Letters

Carol Iannone

To the Editor:

John Staddon’s article, “The Faith of Science” (Summer 2022), clearly and succinctly argued that the moral principles necessary for profitable scientific endeavor do not come from science itself, as many claim. However, Staddon did not complete the argument concerning those principles. If there is no source for these principles, then they are arbitrary, and nihilism results. Staddon does not accept that. But if they are not arbitrary, but rather true and objective principles, then they need an objective justification. The best explanation for their existence is a transcendent source of objective moral value based on the character and plan of God, as was believed by the proponents of the Scientific Revolution.

Douglas Groothuis, Ph.D.
Professor of Philosophy,
Denver Seminary

John Staddon replies:

Dr. Groothuis seeks a source for the principles I proposed. My source is just a faith in the value of science. But of course these principles may be justified in other ways, such as the Christian religion, which was the faith of many scientific pioneers. The general point is that no principles, even those that make scientific activity possible, follow from the facts of science.

John Staddon
Duke University


To the Editor:

It is a pleasure to point out and applaud the quality and content of the excellent articles that appeared in the summer [2022] issue of AQ. The editor’s intro “Be a Mensch” had me going—Ms. Iannone hit a home run on a call to the Stoic ideal and a lot more. I read it twice and wish I could give such a wonderful summary of the essence of a virtuous adult life. Her essay was leavened with common sense and clear thinking that it is a stand alone masterpiece of what we call mother wit in the nonpolitical correctness world.

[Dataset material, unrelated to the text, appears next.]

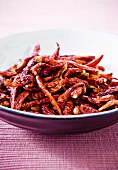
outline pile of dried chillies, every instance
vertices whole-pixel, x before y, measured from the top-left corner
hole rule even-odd
[[[118,107],[118,79],[104,74],[103,58],[33,54],[0,72],[0,105],[47,115],[78,115]]]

I was stunned by the magnitude of Dr. Rozado's efforts and scholarship and the evidence he assembled from a deep and wide granular analysis of postmodern/grievance memes and themes in academic journals and the lay press (“The Prevalence of Prejudice and Social Justice Themes in the Academic Literature.”) Imagine a lexis type scan of articles and for fifty years, 170 million academic fifty million general publication articles. “Who could match that effort?” is the first thing I thought, and then I was impressed with his methods and analysis, so much so that I sent it to many friends and colleagues and I was asked by one of those colleagues to do a formal article review for an internet site.

The next three papers by three professors were excellent. They worked like the three tenors on the multifarious fallacious thinking of the critical race theory advocates (Douglas Groothuis, “Critical Race Theory in Six Logical Fallacies”), the inane but well worn “lived experience” fallacy (Tim Hsiao, “The Lived Experience Fallacy”), and the honored and essential elements of scientific inquiry (John Staddon, “The Faith of Science”). The three authors obeyed the basic rule—brevity is the soul of wit—and, I think, good teaching. So the three papers surrounded and captured an opportunity to teach about scientific methods and dangerous fallacies—erudite, thoughtful and insightful, but most of all efficient, no wasted space or words, impressive.

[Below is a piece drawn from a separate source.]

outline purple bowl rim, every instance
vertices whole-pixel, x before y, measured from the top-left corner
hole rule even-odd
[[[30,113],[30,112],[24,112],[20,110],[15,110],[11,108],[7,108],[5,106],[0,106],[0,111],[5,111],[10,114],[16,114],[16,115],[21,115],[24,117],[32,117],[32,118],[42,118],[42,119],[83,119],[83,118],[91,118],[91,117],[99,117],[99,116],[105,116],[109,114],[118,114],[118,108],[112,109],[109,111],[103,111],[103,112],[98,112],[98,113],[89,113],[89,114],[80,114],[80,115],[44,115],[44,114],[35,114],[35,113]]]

Next came the compelling story of a sensible art educator Michelle Kamhi, “Confronting Woke Groupthink in Art Education,” surrounded by an intolerant woke and close-minded censorious gang of art educators who were captives of the Marxist/socialist/grievance hustler groupthink world of the National Art Education Association (NAEA). What could go wrong if art educators hate Western culture because of political ideology? I thought the article would not be so interesting or compelling, but Ms. Kamhi did to me what Roger Scruton did—she reminded me of the importance of art as a part of culture. She told a very important story that invigorates my
antagonism to the chattering class. The only things missing in her essay were reminders of the noise constantly emanating from PBS and NPR on the taxpayer dime.

Attorney James Springer wrote a wonderful summary of the taxonomy of political philosophy (“Three Public Philosophies and Some Implications”), starting with some easy stuff and progressing to the permutations and deviations that happen when a concept gets put under the hood of the human population. . . . I particularly liked his discussion of what might be called the intellectual underpinnings of civil society: values and respect for the acquisition of knowledge and the importance of the individual. With that beginning he then provided examples of how hierarchical systems have some advantages only appreciated when the predictability is gone . . . Mr. Springer deftly explained identity politics, postmodernism, wokeism, grievance hustling that leads to totalitarianism.

Dr. Platt (Michael Platt, “What, After Speech Is Free, Shall We Say?”) provided an eloquent essay on the importance of speech and the value of open debate and discussions of the Western Canon and its foundational thinkers . . .

I could go on—there were two fine tributes to the late critic Midge Decter—but suffice it to say, the issue was chock full of good writing and ideas, every effort deserving my gratitude and praise.